From Hype to Production: The Real Truth About Legal AI in 2026

If you feel like the legal sector is constantly talking about AI but rarely showing how it actually changes daily operations, you aren’t alone. But the data shows the tide has officially turned.

A major IDC survey released this month on Early Adopters of Agentic AI Within the Legal Function revealed some fascinating truths about how corporate legal departments and law firms are deploying this technology:

  • It’s in production, but on a tight leash: Legal teams aren't letting AI run wild. 40% require human approval for every decision, preferring to restrict AI to routine, low-risk tasks.
  • Risk over cost savings: Legal buyers aren't trying to replace headcount. Instead, they are using AI as a shield for risk reduction, revenue protection, and compliance capacity.
  • Pragmatism wins: Rather than waiting for a massive, all-in-one platform overhaul, legal departments heavily favor targeted, standalone applications to solve immediate operational bottlenecks.
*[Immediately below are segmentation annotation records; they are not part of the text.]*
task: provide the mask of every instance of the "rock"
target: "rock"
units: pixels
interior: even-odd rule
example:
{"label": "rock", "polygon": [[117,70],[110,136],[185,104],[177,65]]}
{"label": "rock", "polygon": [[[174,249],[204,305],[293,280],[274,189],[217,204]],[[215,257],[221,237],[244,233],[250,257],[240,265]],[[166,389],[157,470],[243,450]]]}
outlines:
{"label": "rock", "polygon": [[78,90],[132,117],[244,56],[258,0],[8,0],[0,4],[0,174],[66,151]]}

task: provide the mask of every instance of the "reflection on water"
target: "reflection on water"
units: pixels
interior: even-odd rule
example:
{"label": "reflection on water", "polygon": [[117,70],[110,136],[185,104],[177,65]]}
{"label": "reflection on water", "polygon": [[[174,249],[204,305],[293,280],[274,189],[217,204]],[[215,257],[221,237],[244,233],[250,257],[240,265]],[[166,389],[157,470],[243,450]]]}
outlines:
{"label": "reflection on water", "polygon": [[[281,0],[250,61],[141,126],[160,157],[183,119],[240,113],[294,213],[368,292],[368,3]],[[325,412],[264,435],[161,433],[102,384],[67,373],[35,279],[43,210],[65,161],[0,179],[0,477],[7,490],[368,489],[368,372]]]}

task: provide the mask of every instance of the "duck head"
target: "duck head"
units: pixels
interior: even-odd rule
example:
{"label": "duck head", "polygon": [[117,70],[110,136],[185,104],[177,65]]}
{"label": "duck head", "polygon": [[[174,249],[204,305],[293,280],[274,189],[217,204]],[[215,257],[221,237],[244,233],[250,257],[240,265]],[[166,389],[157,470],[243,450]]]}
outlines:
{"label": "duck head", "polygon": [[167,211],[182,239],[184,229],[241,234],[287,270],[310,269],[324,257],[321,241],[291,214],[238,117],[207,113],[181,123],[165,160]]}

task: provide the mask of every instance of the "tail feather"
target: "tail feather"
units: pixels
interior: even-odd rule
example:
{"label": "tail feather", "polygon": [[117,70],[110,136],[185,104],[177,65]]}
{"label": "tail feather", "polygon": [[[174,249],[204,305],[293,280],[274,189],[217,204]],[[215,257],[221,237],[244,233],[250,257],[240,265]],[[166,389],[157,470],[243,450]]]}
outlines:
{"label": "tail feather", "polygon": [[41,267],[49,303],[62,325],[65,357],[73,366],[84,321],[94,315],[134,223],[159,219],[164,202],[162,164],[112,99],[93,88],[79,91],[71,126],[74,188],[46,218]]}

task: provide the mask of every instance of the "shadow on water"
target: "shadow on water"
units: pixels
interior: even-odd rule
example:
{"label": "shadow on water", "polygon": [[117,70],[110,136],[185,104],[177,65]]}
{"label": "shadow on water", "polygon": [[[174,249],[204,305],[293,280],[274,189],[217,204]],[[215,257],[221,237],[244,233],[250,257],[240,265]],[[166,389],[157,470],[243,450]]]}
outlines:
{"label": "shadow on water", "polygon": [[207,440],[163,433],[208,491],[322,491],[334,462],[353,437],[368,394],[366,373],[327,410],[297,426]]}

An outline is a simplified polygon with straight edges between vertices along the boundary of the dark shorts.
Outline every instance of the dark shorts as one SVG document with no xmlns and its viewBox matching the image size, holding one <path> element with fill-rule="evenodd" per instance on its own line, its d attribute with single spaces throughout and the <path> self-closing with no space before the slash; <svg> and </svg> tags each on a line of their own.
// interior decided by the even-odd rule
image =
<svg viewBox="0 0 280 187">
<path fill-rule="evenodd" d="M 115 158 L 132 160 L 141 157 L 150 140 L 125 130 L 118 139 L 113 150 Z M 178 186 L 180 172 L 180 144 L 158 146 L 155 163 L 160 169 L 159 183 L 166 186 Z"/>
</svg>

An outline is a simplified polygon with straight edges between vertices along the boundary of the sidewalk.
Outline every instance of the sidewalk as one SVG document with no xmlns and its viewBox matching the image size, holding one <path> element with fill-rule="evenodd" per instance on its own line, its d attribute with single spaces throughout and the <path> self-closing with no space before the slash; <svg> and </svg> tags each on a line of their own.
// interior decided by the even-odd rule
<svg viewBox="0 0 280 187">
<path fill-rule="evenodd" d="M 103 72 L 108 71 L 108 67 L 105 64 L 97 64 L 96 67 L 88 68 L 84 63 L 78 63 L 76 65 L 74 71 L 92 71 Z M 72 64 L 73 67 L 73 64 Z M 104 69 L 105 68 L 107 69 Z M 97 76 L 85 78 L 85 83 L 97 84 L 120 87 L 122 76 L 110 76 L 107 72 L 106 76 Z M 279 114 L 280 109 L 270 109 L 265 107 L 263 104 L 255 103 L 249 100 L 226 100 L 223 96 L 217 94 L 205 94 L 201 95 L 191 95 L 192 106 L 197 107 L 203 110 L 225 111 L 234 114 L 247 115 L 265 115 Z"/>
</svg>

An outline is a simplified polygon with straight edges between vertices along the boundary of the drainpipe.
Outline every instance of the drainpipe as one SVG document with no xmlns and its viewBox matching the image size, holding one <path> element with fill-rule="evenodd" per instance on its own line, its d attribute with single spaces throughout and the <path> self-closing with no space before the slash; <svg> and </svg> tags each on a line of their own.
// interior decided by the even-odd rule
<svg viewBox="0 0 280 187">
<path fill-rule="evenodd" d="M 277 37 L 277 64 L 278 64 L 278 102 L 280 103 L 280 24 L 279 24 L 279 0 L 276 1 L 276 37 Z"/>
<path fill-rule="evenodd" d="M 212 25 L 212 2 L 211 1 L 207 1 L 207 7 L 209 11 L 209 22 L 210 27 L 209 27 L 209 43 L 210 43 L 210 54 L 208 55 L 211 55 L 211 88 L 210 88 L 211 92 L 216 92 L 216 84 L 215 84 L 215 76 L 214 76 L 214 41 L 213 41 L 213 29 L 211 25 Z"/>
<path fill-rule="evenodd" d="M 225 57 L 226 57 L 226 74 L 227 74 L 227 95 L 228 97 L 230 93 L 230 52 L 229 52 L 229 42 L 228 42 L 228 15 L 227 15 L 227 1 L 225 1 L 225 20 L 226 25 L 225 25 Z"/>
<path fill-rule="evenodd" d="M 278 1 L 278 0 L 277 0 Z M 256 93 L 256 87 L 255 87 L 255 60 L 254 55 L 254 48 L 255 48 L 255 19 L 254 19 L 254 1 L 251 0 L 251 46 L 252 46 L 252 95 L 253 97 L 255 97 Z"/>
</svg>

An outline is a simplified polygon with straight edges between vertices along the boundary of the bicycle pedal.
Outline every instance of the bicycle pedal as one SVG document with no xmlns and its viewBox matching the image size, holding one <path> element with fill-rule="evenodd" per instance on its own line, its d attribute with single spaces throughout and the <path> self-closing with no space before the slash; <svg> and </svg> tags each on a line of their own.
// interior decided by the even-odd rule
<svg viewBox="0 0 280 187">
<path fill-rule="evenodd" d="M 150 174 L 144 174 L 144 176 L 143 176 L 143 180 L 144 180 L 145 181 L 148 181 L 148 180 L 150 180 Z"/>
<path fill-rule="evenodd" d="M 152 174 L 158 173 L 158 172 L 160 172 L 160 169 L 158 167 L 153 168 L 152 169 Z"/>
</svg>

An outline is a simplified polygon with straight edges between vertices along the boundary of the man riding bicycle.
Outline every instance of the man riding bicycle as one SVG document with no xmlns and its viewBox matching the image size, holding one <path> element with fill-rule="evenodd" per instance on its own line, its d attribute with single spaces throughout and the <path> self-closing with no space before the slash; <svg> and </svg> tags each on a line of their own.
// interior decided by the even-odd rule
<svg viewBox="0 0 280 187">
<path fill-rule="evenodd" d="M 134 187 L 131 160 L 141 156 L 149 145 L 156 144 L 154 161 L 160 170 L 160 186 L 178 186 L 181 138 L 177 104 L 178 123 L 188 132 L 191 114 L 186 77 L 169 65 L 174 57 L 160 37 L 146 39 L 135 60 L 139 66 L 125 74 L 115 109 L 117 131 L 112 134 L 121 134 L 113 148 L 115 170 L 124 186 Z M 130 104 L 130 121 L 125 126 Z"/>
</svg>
Download the Full IDC Survey Report

Real-World Proof: The Subpoena Bottleneck

We just saw a textbook example of these survey trends in action with Exterro’s launch of Subpoena Manager.

Subpoena intake is a historic operational nightmare for large law firms and corporate legal departments. It involves tracking deadlines, organizing requests, assigning responsibilities, and maintaining compliance records across multiple jurisdictions. Manual errors don't just cost time; they introduce missed deadlines and inconsistent documentation that expose firms to malpractice liability and court sanctions.

Exterro’s new tool hits the exact sweet spot noted in the IDC survey: it uses AI to automate data entry, extract key information, categorize requests, and flag deadlines. Crucially, attorneys retain control over substantive decisions regarding privilege assertions, objections, and production strategies. The system functions as a force multiplier for administrative staff rather than a decision-making replacement.